To support model benchmarking, we also provide a web-based evaluation platform (the website on which you are reading this description) that allows researchers to download the dataset, submit their predictions, and assess model performance across both tasks.
You can explore the source code for each component here:
This website lets you evaluate code review models against the CRAB benchmark. You can download input files for either the comment generation or code refinement task, upload your model’s predictions, and view the results once processing is complete. Each section includes a help icon that provides more detailed instructions and file format guidelines.
Downloading the Dataset
When you download a dataset, you'll receive a ZIP archive containing a JSON file. The structure of this file depends on the selected task.
Comment Generation
The JSON maps each ID to an object with:
- files: a map of filenames to their content at the start of the pull request.
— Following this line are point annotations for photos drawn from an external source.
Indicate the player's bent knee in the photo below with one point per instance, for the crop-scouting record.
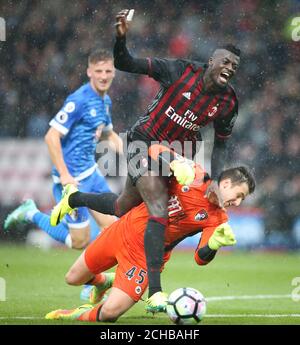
(80, 242)
(71, 277)
(110, 313)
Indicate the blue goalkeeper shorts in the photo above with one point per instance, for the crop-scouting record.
(95, 183)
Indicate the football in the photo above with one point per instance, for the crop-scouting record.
(186, 306)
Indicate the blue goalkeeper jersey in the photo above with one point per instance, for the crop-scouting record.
(81, 120)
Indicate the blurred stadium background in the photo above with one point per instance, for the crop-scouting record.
(44, 58)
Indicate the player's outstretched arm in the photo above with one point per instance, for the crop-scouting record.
(221, 236)
(123, 60)
(182, 168)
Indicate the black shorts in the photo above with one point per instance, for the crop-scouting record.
(138, 160)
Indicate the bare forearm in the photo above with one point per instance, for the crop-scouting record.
(125, 62)
(114, 141)
(56, 155)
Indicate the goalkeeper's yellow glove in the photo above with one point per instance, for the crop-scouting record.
(157, 303)
(222, 236)
(183, 170)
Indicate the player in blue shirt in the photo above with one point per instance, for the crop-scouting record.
(83, 120)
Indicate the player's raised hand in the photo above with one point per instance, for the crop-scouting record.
(222, 236)
(184, 171)
(122, 23)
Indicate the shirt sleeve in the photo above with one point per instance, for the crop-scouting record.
(108, 121)
(224, 125)
(69, 114)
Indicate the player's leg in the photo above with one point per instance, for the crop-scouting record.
(98, 184)
(117, 303)
(28, 212)
(108, 203)
(154, 191)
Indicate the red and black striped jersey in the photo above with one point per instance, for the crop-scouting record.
(182, 106)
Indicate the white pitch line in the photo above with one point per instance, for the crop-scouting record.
(210, 299)
(245, 297)
(206, 316)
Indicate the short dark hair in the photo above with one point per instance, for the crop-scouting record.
(99, 55)
(239, 175)
(233, 49)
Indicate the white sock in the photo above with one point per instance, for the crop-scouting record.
(68, 241)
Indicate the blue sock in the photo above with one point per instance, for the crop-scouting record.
(59, 232)
(94, 229)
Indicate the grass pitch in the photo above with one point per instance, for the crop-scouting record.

- diffs: a map of filenames to the diff that was applied to each file before the comment was made.
{
"1234": {
"files": {
"src/Main.java": "public class Main { ... }"
},
"diffs": {
"src/Main.java": "@@ -1,3 +1,6 @@ ..."
}
}
}
Code Refinement
The JSON structure is similar to comment generation, with one additional field:
- files: the initial version of each file in the PR.
- diffs: the diff applied before the comment was made.
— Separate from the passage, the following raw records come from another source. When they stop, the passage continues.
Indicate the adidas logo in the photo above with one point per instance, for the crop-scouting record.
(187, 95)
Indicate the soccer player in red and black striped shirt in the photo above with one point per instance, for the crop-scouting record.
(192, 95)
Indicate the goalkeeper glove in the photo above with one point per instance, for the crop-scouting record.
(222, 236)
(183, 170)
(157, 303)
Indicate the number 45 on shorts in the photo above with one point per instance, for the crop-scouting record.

- comments: a list of comments, each with a body, the file it refers to, and the exact location of the comment.
{
"5678": {
"files": { ... },
"diffs": { ... },
"comments": [
{
"body": "Consider simplifying this logic.",
"file": "src/Util.java",
"location": {
"start_line": 42,
"end_line": 45
}
}
]
}
}
With Context (Optional)
You can choose to download the dataset with full repository context — the state of the entire codebase at the time the PR was created. This may help your model better understand the broader project structure and dependencies outside of the changed files.
Uploading Results
After downloading a dataset and generating your predictions for either task, you can upload your results here to start the evaluation process.
Your uploaded JSON file must follow one of the schemas described below, depending on the selected task. Once uploaded, the system will begin evaluating your submission. A progress bar will appear to show how far along the evaluation is.
For Code Refinement, an id will also be displayed. This id allows you to safely close the browser tab and later check the evaluation progress by pasting it into the "Get status of ongoing process" section. More information is available in that section.
Comment Generation
Submit a JSON object where each key is a string ID and each value is the generated comment.
{
"1234": "This method lacks null checks.",
"5678": "Consider renaming this variable for clarity."
}
Code Refinement
Submit a JSON object where each key is a string ID, and the value is another object that maps file paths (relative to the top-level directory) to the new file content.
{
"1234": {
"src/Main.java": "public class Main { /* updated code */ }"
},
"5678": {
"utils/Helper.java": "public class Helper { /* improved logic */ }"
}
}
Make sure your file strictly follows the expected format to avoid upload errors.